On 27 December 2011, a court in Ethiopia sentenced the Swedish journalists to 11 years in prison on charges of supporting terrorism after they illegally entered the country with Somalis.
No phone calls or letters were allowed by relatives. Shibbi's mother was allowed to visit her in prison at the request of the Swedish Embassy. The two journalists were incarcerated in Kaliti Prison.

== Work ==
According to the journalists, they investigated alleged human rights abuses in a region, the Ethiopian authorities will not allow journalists to enter. Ethiopia recently designated the ONLF as a terrorist organisation. Schibbye and Persson were gathering news about a Swedish oil company exploring oil in the region for a Swedish reportage magazine. Persson had heard claims from refugees in the Dadaab camp in Kenya about Ogaden's oilfields. They wanted to go to Ogaden to check if the claims were correct.

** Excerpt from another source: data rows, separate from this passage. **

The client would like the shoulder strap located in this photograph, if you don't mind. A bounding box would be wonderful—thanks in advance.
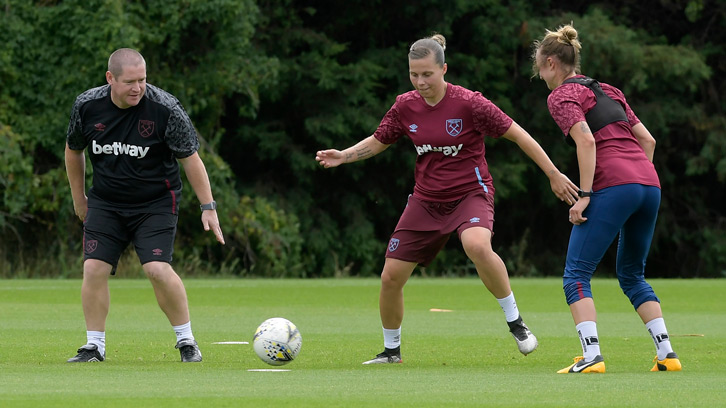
[563,77,628,144]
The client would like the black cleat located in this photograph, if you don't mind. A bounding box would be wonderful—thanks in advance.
[175,339,202,363]
[507,316,538,356]
[68,344,106,363]
[363,347,403,364]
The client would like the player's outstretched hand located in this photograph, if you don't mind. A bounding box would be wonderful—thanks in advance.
[315,149,344,169]
[202,210,224,245]
[550,173,578,205]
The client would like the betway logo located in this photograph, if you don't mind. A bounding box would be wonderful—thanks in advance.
[416,143,464,156]
[91,140,149,159]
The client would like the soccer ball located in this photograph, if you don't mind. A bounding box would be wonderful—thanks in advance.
[252,317,302,366]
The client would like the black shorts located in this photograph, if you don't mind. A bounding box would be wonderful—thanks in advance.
[83,208,178,274]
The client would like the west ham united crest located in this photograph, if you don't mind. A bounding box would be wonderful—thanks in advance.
[446,119,462,137]
[139,119,154,137]
[86,239,98,254]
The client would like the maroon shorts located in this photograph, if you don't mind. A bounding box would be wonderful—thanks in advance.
[386,191,494,266]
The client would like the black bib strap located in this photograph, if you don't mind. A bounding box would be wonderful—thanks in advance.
[563,77,628,145]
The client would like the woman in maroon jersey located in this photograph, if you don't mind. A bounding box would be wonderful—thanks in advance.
[315,34,577,364]
[533,25,681,374]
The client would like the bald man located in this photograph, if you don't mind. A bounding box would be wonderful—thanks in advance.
[65,48,224,362]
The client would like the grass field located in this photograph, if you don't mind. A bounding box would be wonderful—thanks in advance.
[0,278,726,408]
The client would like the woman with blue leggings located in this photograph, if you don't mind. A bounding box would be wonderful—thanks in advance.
[533,25,681,374]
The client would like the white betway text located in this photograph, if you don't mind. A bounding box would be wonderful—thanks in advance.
[416,143,464,156]
[91,140,149,159]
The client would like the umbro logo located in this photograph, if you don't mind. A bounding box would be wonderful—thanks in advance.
[572,360,590,373]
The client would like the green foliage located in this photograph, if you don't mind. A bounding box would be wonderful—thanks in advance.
[0,0,726,277]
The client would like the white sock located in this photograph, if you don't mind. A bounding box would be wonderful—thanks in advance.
[86,330,106,357]
[172,321,194,341]
[383,327,401,349]
[497,292,519,322]
[575,321,600,361]
[645,317,673,360]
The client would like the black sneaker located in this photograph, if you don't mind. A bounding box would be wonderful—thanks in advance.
[68,344,106,363]
[363,347,403,364]
[507,316,538,356]
[175,339,202,363]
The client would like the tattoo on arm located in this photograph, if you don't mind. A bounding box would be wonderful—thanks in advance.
[580,122,592,134]
[356,146,373,160]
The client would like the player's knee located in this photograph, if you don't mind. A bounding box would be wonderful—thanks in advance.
[143,262,175,282]
[562,277,592,305]
[83,259,113,279]
[464,243,497,266]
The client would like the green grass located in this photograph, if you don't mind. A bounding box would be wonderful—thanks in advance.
[0,278,726,408]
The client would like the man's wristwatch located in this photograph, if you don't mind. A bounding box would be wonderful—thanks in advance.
[577,189,592,197]
[199,200,217,211]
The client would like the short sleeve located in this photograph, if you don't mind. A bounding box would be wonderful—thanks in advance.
[164,101,199,159]
[373,101,405,144]
[66,98,88,150]
[547,84,586,135]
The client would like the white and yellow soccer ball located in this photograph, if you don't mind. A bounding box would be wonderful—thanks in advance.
[252,317,302,366]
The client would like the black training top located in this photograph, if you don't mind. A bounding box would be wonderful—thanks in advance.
[66,84,199,214]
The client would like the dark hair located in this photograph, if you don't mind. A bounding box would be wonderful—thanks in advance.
[408,34,446,67]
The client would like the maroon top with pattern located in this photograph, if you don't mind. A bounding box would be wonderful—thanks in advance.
[373,83,513,202]
[547,75,660,191]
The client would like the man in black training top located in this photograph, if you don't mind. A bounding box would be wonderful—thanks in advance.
[65,48,224,362]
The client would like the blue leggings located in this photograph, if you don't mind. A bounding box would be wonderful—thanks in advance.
[562,184,660,309]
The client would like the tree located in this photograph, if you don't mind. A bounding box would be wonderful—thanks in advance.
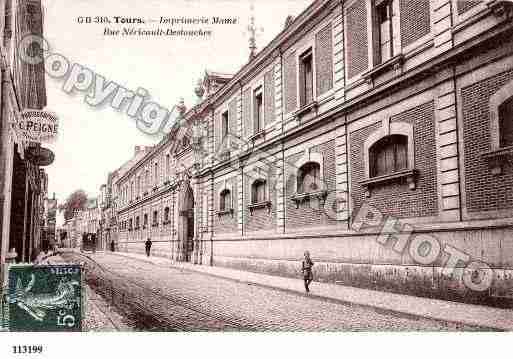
[61,189,87,220]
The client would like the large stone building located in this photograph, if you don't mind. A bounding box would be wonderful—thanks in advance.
[104,0,513,306]
[0,0,53,274]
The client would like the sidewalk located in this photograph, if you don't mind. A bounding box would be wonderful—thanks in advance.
[109,252,513,331]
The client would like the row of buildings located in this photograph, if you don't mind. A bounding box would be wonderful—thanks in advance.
[91,0,513,301]
[0,0,53,280]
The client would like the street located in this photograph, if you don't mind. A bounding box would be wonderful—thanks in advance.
[63,253,482,331]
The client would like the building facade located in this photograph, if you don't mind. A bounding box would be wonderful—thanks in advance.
[0,0,50,278]
[106,0,513,301]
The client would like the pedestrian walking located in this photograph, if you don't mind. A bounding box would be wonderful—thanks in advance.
[301,251,314,293]
[144,238,151,257]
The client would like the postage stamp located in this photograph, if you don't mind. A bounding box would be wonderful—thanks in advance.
[7,265,83,332]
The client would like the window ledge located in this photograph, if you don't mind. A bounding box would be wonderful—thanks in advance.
[481,146,513,175]
[294,101,319,120]
[248,130,265,142]
[292,190,328,208]
[216,208,233,217]
[360,169,417,197]
[486,0,513,19]
[248,201,272,214]
[363,54,404,82]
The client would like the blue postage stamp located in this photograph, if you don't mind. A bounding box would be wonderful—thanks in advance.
[8,264,84,332]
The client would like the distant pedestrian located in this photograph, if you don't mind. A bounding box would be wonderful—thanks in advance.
[301,251,314,293]
[144,238,151,257]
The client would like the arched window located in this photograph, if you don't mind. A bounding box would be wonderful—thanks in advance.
[219,189,232,211]
[297,162,321,193]
[369,135,408,177]
[251,179,267,204]
[153,211,159,226]
[499,97,513,147]
[164,207,169,224]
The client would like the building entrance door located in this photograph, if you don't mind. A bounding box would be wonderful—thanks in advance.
[179,182,194,262]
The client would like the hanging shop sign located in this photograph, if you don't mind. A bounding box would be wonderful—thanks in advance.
[15,110,58,143]
[25,146,55,167]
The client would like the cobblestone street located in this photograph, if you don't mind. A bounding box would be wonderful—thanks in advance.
[61,253,479,331]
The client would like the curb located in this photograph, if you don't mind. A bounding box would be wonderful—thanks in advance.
[109,252,513,331]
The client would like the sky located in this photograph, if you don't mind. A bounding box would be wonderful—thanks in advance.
[43,0,312,202]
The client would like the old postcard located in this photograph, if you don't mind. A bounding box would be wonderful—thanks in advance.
[0,0,513,358]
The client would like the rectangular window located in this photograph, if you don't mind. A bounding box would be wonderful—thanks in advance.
[253,87,264,133]
[299,49,313,107]
[221,111,228,140]
[166,154,170,178]
[374,0,399,64]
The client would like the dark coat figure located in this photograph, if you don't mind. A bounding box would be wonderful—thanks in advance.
[301,251,314,293]
[144,238,151,257]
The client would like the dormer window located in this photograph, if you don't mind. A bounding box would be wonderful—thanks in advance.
[253,86,264,134]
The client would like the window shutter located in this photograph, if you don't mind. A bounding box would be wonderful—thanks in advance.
[264,70,275,125]
[400,0,431,48]
[283,52,297,113]
[242,89,253,138]
[228,98,239,136]
[315,23,333,96]
[299,61,306,107]
[346,0,369,78]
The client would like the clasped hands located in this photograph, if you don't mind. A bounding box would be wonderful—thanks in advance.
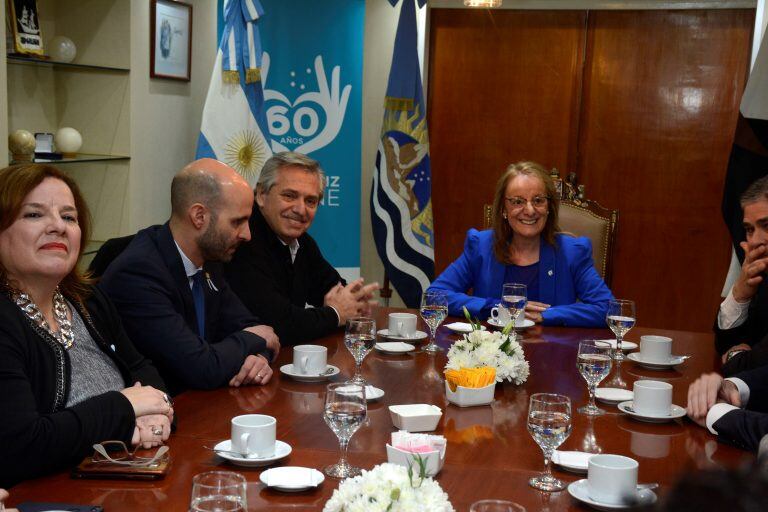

They were in the region to investigate activities in the Ogaden of an oil explorer which in 2009 bought licenses in Ethiopia from Lundin Petroleum.

Sweden's Foreign Minister Carl Bildt was a board member of Lundin Oil and its successor Lundin Petroleum between 2000 and 2006. According to Reuters Swedish media have questioned whether Bildt has a conflict of interest in the case. Oil company had activities in the Ogaden and Darfur. According to Reuters Lundin was accused in one of the European Coalition on Oil in Sudan report of being complicit in the commission of war crimes and crimes against humanity in that country between 1997 and 2003. The European Coalition on Oil in Sudan (ECOS) was established in 2000 by eighty European NGOs. The Swedish Prosecution Authority launched a preliminary investigation into the allegations in 2010.

== ONLF ==

According to Reuters the U.N. called for an independent investigation into allegations of human rights abuses by Ethiopian forces in the Ogaden region already some years ago. There was an offensive in late 2007 related to Chinese-run oil facility. Large parts of the region was inaccessible to outside agencies by Ethiopian troops in 2007. Ethiopia says the Ogaden basin may contain 4tn cubic feet of natural gas and major oil deposits. The rebels have warned of attacks against foreign firms working in the region. Now the ONLF Ogaden National Liberation Front is blacklisted as a terrorist group. ONLF has been fighting to make the region of Ogaden in eastern Ethiopia an independent state.

== Other cases ==
Ethiopia sentenced three other reporters and two opposition leaders in prison in the end of January 2012: Ethiopian Review Internet editor Elias Kifle (life sentence, not present in court), Awramba Times –weekly magazine editor Wubshet Taye (14 years) and Feteh weekly magazine editor Reeyot Alemu (14 years). Two opposition politicians received 17 years and 19 years prison judges. Amnesty insisted on their immediate release.

== Critics ==
Amnesty International called for the pair to be released immediately and unconditionally. There was nothing to suggest that the men entered Ethiopia with any intention other than conducting their legitimate work as journalists.

EU raised concerns about freedom of media in Ethiopia. Both the European Union (EU) and the United States (U.S.) also said that they were concerned by the case. Sweden kept up efforts to free the two men by contacting Ethiopian ministers and consulting with the U.S. and the EU.

== Pardon in 2012 ==
Ethiopia pardoned some 1,900 prisoners in 2012 who were released in September 2012. The two Swedish journalists were part of the group. The government source said the pardon was approved before Prime Minister Meles Zenawi's death on August 20, 2012. Addis Ababa often grants mass pardons and announces the decisions ahead of major holidays, in particular the Ethiopian New Year which is celebrated on September 11.